Armoede in Afrika - bron: helpt meer handel tegen armoede?


Ontwikkelingssamenwerking en handel gaan bij de Europese Unie hand in hand. De EU stelt zich op het standpunt dat handel economische groei bevordert. En groei levert een land meer geld op dat vervolgens aan onderwijs, gezondheidszorg enz. kan worden uitgegeven.

De Wereldhandelsorganisatie WTO stimuleert een vrije markt die in de eerste plaats bepaald wordt door de wetten van vraag en aanbod. Tot 2000 kregen de voormalige koloniën van Europa een voorkeursbehandeling van de Europese Unie. Melk uit bijvoorbeeld Tanzania was voor Europese consumenten goedkoper dan melk uit Zuid-Amerika. De WTO staat een dergelijke voorkeursbehandeling vanaf 2000 niet meer toe.

epaDaarom maakte de EU nieuwe handelsafspraken met voormalige koloniën, de zogeheten ACP-landen (African, Caribbean and Pacific countries). Die afspraken golden tot 2020 en heten Europese Partnerschapsakkoorden (EPA's). Deze EPA's zijn volgens de EU een 'hulpmiddel  voor ontwikkeling'.

Naar: ‘Economische Partnerschapsakkoorden (EPA’s)’ op https://www.europa-nu.nl/id/viomcfha0ihj/economische_partnerschapsakkoorden_epa_s

Maar veel leiders van ACP-landen hebben het niet altijd zo ervaren. Ze vinden dat de EPA's zo zijn opgesteld dat ze de beleidskeuzes en mogelijkheden van de ACP-regeringen beperken, en de gevolgen daarvan zijn ernstig.

De ACP-landen verloren bijvoorbeeld een deel van hun inkomsten uit de importbelastingen (op goederen uit o.a. Europa). Deze importbelasting was een van de weinige betrouwbare inkomstenbronnen die ze hadden. Een andere klacht was dat deze landen niet konden en kunnen concurreren met Europese producten, die vaak met subsidies worden geproduceerd en op markten in ontwikkelingslanden worden afgezet.

Een voorbeeld: diepgevroren kippendelen uit de EU op de binnenlandse markt van Kameroen. Hiervan kwam een deel uit Nederland. De geïmporteerde kippen waren goedkoper dan de kippen die de lokale boeren in Kameroen produceerden. Door de concurrentie van deze goedkope kippendelen raakten de pluimveehouders in Kameroen een deel van hun afzet, en daarmee een deel van hun inkomsten kwijt.

Een ander voorbeeld was de massale invoer uit de EU van  tomatenproducten in Ghana. Vooral blikjes puree werden populair, vooral onder stadsbewoners in Ghana, want ze waren goedkoop, handig in het gebruik, bedierven minder snel dan verse tomaten, en bovendien was de puree door toevoeging van suiker zoet gemaakt.

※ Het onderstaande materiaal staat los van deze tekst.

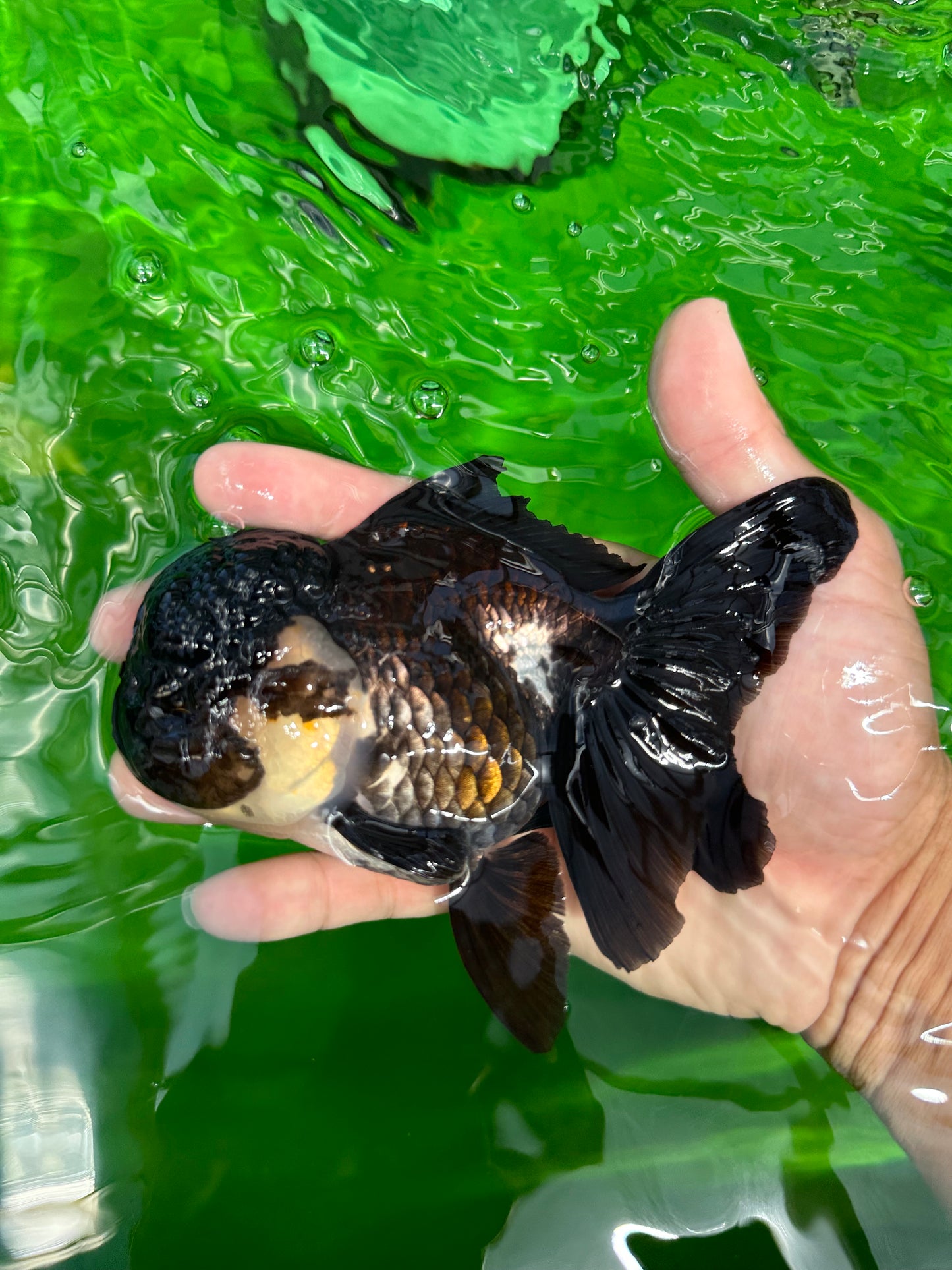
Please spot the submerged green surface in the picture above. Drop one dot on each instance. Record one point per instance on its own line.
(171, 245)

Al snel wenden stadsbewoners aan de zoete smaak van de Europese puree en lieten hun in eigen land gemaakte, niet-gezoete puree links liggen, omdat die bitter smaakt.

tomateninblik

De Coalitie voor Ghanese Handel en Levensonderhoud liet het er niet bij zitten en organiseerde een protestmars tegen de goedkope invoer. De demonstranten boden aan de regering een petitie aan, waarin ze vroegen om vooral steun te geven aan de eigen lokale producenten van tomaten en tomatenproducten.

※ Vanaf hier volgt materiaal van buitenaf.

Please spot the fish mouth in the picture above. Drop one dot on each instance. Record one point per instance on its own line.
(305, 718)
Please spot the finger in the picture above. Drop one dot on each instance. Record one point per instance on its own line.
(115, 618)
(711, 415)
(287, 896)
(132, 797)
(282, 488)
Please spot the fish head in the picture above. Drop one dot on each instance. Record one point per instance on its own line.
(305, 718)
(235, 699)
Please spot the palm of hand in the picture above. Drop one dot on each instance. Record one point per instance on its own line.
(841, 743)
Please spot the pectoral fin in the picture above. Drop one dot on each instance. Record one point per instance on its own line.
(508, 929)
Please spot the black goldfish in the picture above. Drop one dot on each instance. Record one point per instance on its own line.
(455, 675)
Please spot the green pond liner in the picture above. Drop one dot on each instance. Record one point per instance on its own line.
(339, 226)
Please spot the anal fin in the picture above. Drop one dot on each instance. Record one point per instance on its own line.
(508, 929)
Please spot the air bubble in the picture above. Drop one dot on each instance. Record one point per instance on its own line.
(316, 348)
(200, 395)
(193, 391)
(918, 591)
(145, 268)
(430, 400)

Een van de gedupeerde boeren is Comfort Mantey, lid van de Matsekope Tomatencoöperatie. Om de concurrentie van goedkope tomatenproducten uit de EU het hoofd te kunnen bieden, wilde de coöperatie financiele steun hebben om de productie en de kwaliteit van hun tomaten te verbeteren. Maar omdat de afzet van hun verse tomaten door de goedkope invoer onzeker was geworden, waren banken huiverig om een lening aan de coöperatie te verstrekken. Comfort Mantey:

“Om aan het benodigde geld te komen, moest ik eerst geld verdienen in de zoutwinning. Dat kost tijd, ik kon pas laat in het seizoen beginnen met de verbouw van tomaten. Toen de oogst klaar was, waren de prijzen laag. Volgens de tomatenopkopers kopen de mensen in de stad steeds minder verse tomaten. Ze mixen verse tomaten met geïmporteerde tomatenpuree.”